More immediately, borrowers miss out on a lot of wealth just from the difference between rent payments and mortgage payments. The average US rent payment is $1,343 and raises about 5% a year. Using USMI’s numbers, and assuming a fixed interest rate of 3.25% (just a little higher than the national average of 3.15%), an average mortgage payment would be $1,195—about $150 cheaper every month. This doesn’t take into account insurance, HOA fees, and other costs that come with homeownership, but fixed-rate mortgage payments don’t increase every year, while rent payments do.

 

Level the Field: Down Payment Assistance

At CBC Mortgage Agency, we are grateful for the efforts of groups like USMI that provide products and services that help borrowers buy a home with smaller down payments. The smaller the down payment, the sooner the borrower can buy the home and experience wealth accumulation.
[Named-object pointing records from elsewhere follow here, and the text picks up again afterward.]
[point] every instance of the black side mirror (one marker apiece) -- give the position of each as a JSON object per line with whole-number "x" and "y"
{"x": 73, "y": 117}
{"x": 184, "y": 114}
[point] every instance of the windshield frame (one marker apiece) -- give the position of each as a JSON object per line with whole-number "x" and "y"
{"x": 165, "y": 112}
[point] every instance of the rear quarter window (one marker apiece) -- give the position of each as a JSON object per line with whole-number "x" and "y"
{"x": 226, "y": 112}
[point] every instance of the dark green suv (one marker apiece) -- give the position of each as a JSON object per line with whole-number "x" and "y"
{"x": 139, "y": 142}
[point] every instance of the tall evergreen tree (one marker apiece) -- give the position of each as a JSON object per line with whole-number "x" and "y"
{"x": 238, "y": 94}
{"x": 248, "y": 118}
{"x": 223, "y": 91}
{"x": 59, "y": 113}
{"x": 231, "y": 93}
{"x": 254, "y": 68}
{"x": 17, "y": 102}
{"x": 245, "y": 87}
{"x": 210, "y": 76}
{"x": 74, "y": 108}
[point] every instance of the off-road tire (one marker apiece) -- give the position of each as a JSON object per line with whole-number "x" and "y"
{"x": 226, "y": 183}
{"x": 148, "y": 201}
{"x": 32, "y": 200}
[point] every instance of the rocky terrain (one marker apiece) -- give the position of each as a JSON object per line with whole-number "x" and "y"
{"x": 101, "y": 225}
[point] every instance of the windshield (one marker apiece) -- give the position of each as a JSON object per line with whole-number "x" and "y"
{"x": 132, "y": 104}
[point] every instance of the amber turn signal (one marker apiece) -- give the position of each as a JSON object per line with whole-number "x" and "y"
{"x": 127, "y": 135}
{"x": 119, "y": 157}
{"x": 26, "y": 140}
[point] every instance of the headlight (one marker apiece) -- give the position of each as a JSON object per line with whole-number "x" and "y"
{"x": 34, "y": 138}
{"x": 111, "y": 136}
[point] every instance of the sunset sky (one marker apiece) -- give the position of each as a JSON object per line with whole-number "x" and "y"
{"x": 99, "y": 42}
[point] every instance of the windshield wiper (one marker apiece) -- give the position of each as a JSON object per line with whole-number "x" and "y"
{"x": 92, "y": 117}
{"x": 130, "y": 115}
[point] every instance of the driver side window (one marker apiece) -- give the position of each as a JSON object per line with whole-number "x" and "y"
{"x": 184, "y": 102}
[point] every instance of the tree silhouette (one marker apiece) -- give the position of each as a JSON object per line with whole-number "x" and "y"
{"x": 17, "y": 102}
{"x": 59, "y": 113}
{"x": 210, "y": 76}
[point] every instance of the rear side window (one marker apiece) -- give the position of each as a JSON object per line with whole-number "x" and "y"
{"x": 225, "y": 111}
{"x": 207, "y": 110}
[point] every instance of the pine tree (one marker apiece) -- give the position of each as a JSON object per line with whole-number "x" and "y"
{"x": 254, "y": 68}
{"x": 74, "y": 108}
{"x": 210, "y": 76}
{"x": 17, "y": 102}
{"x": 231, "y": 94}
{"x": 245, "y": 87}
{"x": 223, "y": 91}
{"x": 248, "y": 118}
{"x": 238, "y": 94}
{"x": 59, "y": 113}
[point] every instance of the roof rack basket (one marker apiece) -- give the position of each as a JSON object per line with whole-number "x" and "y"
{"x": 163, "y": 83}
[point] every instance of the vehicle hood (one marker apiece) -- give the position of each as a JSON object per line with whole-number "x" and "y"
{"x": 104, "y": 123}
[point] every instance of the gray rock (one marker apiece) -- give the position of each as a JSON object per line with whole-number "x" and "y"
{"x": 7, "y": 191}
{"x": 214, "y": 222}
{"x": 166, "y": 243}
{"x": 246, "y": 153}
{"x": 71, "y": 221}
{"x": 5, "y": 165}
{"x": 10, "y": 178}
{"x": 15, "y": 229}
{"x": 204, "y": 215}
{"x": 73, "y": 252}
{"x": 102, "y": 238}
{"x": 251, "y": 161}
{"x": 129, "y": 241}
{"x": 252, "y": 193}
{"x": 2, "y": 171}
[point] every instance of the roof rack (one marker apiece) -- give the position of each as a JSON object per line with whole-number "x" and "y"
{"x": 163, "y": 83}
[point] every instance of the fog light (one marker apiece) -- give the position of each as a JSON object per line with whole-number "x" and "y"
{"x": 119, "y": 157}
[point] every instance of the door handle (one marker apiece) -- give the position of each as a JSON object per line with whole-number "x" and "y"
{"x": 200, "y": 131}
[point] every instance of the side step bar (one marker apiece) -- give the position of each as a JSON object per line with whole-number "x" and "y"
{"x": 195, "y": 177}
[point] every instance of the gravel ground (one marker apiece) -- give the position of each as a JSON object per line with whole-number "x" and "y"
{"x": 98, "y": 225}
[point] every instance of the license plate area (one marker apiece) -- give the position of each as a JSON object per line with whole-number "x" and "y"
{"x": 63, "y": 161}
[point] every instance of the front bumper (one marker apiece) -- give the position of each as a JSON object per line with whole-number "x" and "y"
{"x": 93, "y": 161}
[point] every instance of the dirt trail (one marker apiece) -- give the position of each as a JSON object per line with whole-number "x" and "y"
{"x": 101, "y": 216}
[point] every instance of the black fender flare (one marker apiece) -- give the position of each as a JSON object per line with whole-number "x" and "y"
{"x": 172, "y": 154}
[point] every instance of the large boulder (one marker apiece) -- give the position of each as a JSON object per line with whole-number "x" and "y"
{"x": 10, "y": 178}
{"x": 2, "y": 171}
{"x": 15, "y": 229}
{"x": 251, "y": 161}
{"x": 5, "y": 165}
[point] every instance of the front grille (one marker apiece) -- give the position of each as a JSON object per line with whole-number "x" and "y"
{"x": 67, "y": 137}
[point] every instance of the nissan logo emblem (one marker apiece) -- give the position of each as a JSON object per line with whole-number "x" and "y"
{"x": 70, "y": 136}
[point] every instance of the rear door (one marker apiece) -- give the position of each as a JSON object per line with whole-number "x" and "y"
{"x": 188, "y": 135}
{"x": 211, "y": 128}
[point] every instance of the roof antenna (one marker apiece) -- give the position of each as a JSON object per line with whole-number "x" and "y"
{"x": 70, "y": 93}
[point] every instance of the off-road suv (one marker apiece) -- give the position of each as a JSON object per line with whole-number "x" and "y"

We also cheer that borrowers can get conventional loans with 3% down payments or FHA loans with 3.5% down payments, further lowering the down payment barrier. However, even with lower down payment options available, the down payment barrier is still very real, and still prevents many borrowers, particularly low-income borrowers, from buying a home and accumulating wealth. The next step needed to level the playing field and empower as many creditworthy borrowers as possible is down payment assistance.

 

Down payment assistance allows borrowers to purchase a home for $0 down, and sometimes even helps with closing costs. The difference in wealth accumulation is staggering for borrowers who can buy a home now. All the numbers presented above—the tens and hundreds of thousands of dollars lost as borrowers waited to save for a down payment—becomes future wealth when borrowers can buy now.

 

Actual Results: Chenoa Fund’s Success

Tens of thousands of borrowers have used Chenoa Fund to purchase a home, many of which were first-time homebuyers and/or minorities, and their stories are a testament to the importance of down payment assistance. For example, borrowers that received Chenoa Fund’s assistance in 2016 have since averaged over $59,000 in wealth accumulation! From 2016 to 2019, all borrowers included, Chenoa Fund borrowers have averaged over $24,000 in wealth accumulation. This difference is life changing.

 

Chenoa Fund isn’t the only down payment product on the market, and wise borrowers will shop around to find the down payment assistance that fits their unique situation best. This is a good thing—more competition means more innovation to provide a better product to borrowers, and prevents the harm or stagnation that comes with monopolies. More access to down payment assistance, specifically assistance that targets creditworthy borrowers, can only help improve American homeownership across the board, and help low- to moderate-income borrowers break the down payment barrier and see real wealth accumulation now.